Comment être plus à l’aise face à la colère, la tristesse et la déception?

 
Cela étant dit, et alors que je réfléchis au lien entre l’innovation sociale, l’empathie et désormais la vulnérabilité, je me demande comment cela se transpose dans la réalité. Comment être plus à l’aise face à la colère, la tristesse et la déception? Comment vivre avec une émotion pour en venir à la voir pour ce qu’elle est et utiliser cette énergie pour comprendre quelque chose de nouveau ou atteindre un autre niveau de partenariat ou de motivation?
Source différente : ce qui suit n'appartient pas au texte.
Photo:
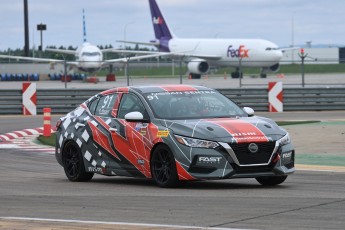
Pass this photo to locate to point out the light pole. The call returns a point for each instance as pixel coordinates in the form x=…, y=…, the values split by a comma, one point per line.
x=41, y=27
x=124, y=33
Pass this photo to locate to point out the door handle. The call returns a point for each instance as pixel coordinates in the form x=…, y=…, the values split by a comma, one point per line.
x=113, y=129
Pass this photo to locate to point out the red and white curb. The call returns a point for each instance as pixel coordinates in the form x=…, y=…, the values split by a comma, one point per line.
x=22, y=133
x=25, y=140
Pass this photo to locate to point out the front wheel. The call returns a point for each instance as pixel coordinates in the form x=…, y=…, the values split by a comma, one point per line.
x=271, y=180
x=163, y=167
x=73, y=164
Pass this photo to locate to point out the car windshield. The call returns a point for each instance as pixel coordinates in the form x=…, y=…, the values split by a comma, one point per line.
x=192, y=105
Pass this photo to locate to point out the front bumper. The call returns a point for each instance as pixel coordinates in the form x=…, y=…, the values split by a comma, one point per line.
x=223, y=162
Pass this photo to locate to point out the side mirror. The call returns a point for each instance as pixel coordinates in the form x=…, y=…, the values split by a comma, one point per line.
x=135, y=117
x=249, y=111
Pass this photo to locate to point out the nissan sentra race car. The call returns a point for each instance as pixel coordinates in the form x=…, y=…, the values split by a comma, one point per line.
x=171, y=133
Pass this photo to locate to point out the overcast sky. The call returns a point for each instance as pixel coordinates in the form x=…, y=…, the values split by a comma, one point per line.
x=319, y=21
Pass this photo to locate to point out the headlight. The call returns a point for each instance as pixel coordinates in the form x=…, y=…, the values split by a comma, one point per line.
x=285, y=140
x=196, y=143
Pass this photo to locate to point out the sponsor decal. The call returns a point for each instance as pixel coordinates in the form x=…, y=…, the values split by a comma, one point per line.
x=163, y=133
x=241, y=52
x=141, y=162
x=95, y=169
x=253, y=148
x=287, y=155
x=244, y=134
x=209, y=159
x=157, y=20
x=155, y=96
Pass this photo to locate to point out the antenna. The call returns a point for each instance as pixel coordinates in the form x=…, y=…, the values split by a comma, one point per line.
x=84, y=26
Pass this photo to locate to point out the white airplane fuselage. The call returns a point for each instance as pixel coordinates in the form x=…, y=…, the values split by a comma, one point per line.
x=89, y=58
x=230, y=52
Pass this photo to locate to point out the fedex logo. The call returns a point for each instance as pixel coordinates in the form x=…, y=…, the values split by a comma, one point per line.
x=240, y=52
x=157, y=20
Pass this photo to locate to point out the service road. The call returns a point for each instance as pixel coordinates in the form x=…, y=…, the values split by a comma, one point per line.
x=34, y=186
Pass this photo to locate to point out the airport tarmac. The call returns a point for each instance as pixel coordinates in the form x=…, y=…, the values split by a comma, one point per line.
x=212, y=81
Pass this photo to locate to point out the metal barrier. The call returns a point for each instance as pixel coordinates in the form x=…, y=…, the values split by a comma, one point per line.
x=62, y=101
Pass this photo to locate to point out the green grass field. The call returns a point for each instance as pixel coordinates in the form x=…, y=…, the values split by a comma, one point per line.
x=285, y=69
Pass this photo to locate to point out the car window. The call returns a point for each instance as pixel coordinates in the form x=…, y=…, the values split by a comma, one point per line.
x=131, y=103
x=105, y=105
x=192, y=105
x=92, y=105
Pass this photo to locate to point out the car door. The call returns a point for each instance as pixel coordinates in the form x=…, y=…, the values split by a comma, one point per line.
x=129, y=138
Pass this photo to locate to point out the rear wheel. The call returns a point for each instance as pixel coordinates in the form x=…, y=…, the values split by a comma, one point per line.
x=73, y=164
x=271, y=180
x=163, y=167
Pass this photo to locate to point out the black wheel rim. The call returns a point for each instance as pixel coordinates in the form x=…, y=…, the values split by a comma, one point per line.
x=71, y=161
x=162, y=164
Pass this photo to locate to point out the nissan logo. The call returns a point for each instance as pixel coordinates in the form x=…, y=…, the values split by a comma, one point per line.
x=253, y=148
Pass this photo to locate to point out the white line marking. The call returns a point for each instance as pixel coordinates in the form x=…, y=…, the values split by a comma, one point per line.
x=116, y=223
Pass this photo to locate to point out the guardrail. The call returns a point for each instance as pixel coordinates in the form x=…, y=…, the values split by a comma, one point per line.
x=62, y=101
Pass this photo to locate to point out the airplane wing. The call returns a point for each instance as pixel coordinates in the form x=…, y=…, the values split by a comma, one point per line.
x=289, y=48
x=140, y=43
x=127, y=59
x=71, y=52
x=47, y=60
x=30, y=58
x=171, y=54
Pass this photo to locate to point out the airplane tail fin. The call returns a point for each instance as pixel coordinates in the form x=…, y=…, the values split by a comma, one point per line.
x=159, y=24
x=84, y=27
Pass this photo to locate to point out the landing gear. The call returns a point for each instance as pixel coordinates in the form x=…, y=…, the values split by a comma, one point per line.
x=195, y=76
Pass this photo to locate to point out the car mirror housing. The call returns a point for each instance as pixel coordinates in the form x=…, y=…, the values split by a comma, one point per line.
x=135, y=117
x=249, y=111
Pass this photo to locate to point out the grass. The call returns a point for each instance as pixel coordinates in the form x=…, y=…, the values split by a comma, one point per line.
x=284, y=69
x=47, y=140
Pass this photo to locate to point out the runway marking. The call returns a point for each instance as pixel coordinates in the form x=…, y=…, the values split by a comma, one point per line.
x=127, y=224
x=320, y=168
Il existe une gamme complète d’émotions qu’il ne faut pas tenter de neutraliser pour éviter de heurter notre sensibilité. Selon moi, accéder de manière réfléchie à ces vulnérabilités qui transcendent les limites personnelles et professionnelles pourra nous aider à amorcer des relations cruciales à l’atteinte de nos objectifs.
 

Personne ne peut être tout le temps vulnérable.

Il existe également un équilibre sain entre le don et la réception. Personne ne peut être tout le temps vulnérable. Nous devons parfois nous protéger, nous sentir confiants, essayer des choses et continuer à avancer propulsés par notre seul désir de survie. Je repense à Adam Kahane et à sa magnifique réflexion sur le pouvoir et l’amour dans le cadre de laquelle il nous encourage à développer notre moteur le plus faible (soit l’amour, soit le pouvoir). Cela signifie mettre l’accent sur un processus d’intégration et d’homogénéisation sociales OU sur un processus d’individualisation et de différenciation sociales, peut-être en laissant aller notre esprit entrepreneurial. Dans l’ensemble, si nous voulons agir comme des leaders en aidant des gens qui sont en train de tomber à courir de nouveau, nous devons nous permettre de le faire avec eux. Nous bâtirons ainsi un sentiment de confiance utile et une connexion qui ne pourra jamais être rompue.